Life is a Leaking Boat – David Thorp
Opening & Performance: Friday, 12 January 2024, 4-8pm.
Exhibition: Monday, 15 January to Friday, 19 January; 11 am-5 pm.
At England & Co’s Project Space at the Sotheran’s Building, 2A Sackville Street, Piccadilly, London W1S 3DP.
Life is a Leaking Boat is the overarching title for a new body of work by David Thorp. The core image and theme of which is that of a coracle. A notoriously unstable vessel, the coracle is a symbol of vulnerability and of response to the environment that is used by Thorp as a metaphor for the anxieties and uncertainty of life.
Although each work stands in its own right, together they are part of an ongoing project in which the various elements inform one another. The works originate from, and are contextualised by, the starting point for the whole work, an artist’s book – Life is a Leaking Boat – that is available to be picked up and looked through by visitors to the exhibition.

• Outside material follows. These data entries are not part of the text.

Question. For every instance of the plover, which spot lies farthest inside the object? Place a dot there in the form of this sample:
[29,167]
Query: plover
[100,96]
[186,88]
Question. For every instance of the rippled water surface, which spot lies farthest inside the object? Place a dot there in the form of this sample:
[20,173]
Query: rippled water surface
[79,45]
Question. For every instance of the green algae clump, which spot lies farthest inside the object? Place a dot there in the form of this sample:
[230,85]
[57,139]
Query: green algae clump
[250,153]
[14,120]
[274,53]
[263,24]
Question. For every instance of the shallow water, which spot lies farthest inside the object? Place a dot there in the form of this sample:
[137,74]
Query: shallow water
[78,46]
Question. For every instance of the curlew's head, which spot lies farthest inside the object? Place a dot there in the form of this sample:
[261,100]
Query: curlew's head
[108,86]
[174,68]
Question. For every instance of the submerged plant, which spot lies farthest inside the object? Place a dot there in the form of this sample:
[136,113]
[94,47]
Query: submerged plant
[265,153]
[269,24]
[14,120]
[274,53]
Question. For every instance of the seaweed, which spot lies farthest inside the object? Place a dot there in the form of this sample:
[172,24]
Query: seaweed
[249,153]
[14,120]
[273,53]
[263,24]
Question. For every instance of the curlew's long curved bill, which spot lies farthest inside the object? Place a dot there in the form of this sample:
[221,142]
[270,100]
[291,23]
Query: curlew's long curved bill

Central to the exhibition is a coracle frame made by the artist. It has no skin and therefore will never be able to float. It has no practical purpose. It is a boat for dry land. From the coracle frame flow paper origami boats. These act as symbolic representations of life ebbing away from a person; sperm flowing to a mother vessel; or fish; or life force.
Dressed in a dinner jacket and carpet slippers, a lonely figure sits in a room as life forces in the form of origami boats overwhelm him and flow out and away from his body. The detritus from the performance form a table top installation.
Throughout his adult life Thorp has returned to Wales at personally significant times. And the connection between the coracle and Wales, while not essential to the project, is an extension of its symbolic relevance. Some of the works include a sound piece – two are poems about coracles read in Welsh. The photographs of coracle men are based on vintage photos from J. Geraint Jenkins’ book The Coracle from which the poems also come. These men carry their boats on their backs in the traditional way but here to no avail. These coracles will never float. They are just a burden.
Two triptychs incorporate short poems adapted from correspondence between Thorp and the artist A. K. Dolven. They include photographs of the coracle frame and details of a painting by Duccio di Buoninsegna from the 13th century and a painting by an unknown follower of Hieronymus Bosch from the 15th century, The Ship of Fools – the other sub-theme that runs through all this work and is included in the book.
Overlooking the whole exhibition is a photocopy collage on canvas based on an image of an idealised and rationalised coracle frame. This image also appears in the book and in one of the triptychs.
• There will be a display of works by Anne Bean in the rear gallery.